Editor’s note: The following excerpt introduces a book chapter produced by Vanda Felbab-Brown for the German Council on Foreign Relations (DGAP) volume, Partners for Stability, published in March 2013. In this chapter, Dr. Felbab-Brown explains how international and domestic counternarcotics efforts in Afghanistan cannot be successful without first achieving substantial security improvements and good governance within the country.
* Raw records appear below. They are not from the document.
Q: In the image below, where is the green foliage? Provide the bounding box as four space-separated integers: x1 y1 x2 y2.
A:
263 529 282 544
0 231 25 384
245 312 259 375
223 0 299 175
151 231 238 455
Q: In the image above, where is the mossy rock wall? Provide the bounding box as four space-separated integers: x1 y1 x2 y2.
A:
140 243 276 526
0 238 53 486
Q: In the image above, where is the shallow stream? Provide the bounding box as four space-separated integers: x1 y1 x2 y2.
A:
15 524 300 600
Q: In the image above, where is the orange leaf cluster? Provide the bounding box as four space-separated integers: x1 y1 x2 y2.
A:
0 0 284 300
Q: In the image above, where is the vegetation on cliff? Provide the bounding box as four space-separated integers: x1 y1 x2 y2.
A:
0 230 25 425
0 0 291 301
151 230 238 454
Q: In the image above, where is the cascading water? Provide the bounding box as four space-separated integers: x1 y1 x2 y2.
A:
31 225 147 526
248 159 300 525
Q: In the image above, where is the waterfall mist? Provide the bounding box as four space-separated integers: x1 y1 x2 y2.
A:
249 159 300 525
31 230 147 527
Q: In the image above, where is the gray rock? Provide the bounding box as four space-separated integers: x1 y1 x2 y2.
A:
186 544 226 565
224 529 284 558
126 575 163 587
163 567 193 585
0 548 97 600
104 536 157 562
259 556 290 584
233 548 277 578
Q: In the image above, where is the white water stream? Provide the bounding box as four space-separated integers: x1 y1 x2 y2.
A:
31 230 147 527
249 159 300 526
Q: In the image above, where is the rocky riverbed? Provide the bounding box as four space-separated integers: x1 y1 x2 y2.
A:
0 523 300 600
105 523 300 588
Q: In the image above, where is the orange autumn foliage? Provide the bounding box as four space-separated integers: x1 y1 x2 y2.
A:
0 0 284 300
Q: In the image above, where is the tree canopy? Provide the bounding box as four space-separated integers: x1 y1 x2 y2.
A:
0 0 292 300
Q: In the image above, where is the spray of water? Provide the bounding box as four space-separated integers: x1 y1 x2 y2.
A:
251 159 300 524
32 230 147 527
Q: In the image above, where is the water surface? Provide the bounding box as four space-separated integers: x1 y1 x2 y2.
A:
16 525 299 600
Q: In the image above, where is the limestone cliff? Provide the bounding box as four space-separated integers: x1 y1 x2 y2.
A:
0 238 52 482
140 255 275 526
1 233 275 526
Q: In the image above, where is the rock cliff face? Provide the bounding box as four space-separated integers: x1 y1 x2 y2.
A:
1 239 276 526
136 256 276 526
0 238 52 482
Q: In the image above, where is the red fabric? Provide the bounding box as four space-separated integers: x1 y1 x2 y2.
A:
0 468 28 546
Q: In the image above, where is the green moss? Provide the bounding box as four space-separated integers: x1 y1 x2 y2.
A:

Partners for Stability cover image 178Perhaps nowhere in the world have a country and the international community faced such a strong illicit drug economy as in Afghanistan. In 2007 and 2008, the economy reached levels unprecedented in the world at least since World War II. But neither opium poppy cultivation nor heroin production is a new, post-2001 phenomenon: each robustly existed during the Taliban era and before. Although opium production has declined in Afghanistan since 2008, the decrease has largely been driven by the saturation of the global drug market and by poppy crop disease, rather than being the outcome of the policies of the international community and the Afghan government.

Narcotics production and counter-narcotics policies in Afghanistan are of critical importance not only for drug control, but also for the security, reconstruction, and rule-of-law efforts in Afghanistan. Unfortunately, many of the counter-narcotics policies adopted during most of the 2000s not only failed to reduce the size and scope of the illicit economy in Afghanistan, but also had serious counterproductive effects on the other objectives of peace, state-building, and economic reconstruction. In a courageous break with a previous counterproductive policy, the Obama administration wisely decided in 2009 to scale back poppy eradication in Afghanistan, but it has struggled to implement its new strategy effectively. Although it backed away from centrally-led eradication, Afghan governor-led eradication persists. The interdiction policy adopted by ISAF at times approximates eradication in its negative effects on farmers’ well-being and their receptivity to Taliban mobilization, and rural development policies have failed to address structural drivers of poppy cultivation. Moreover, despite the surge in U. S. military forces adopted in December 2009 and important improvements in security in Afghanistan’s south, the 129,469 U. S. and ISAF forces deployed as of May 2012 have not stabilized other parts of Afghanistan, such as the east. The Taliban and related insurgencies have not been robustly defeated even in the south, and they maintain an important foothold in Afghanistan’s north as well. As U. S. and ISAF troops are preparing to depart Afghanistan by 2014, they are handing over an on-going war to Afghan security forces. Although both Russia and the United States have supported counter-narcotics policies in Central Asia, such as interdiction training, these efforts have achieved little systematic effect on either reducing illicit flows, the strength of organized crime, and corruption in the region or encouraging regional cooperation.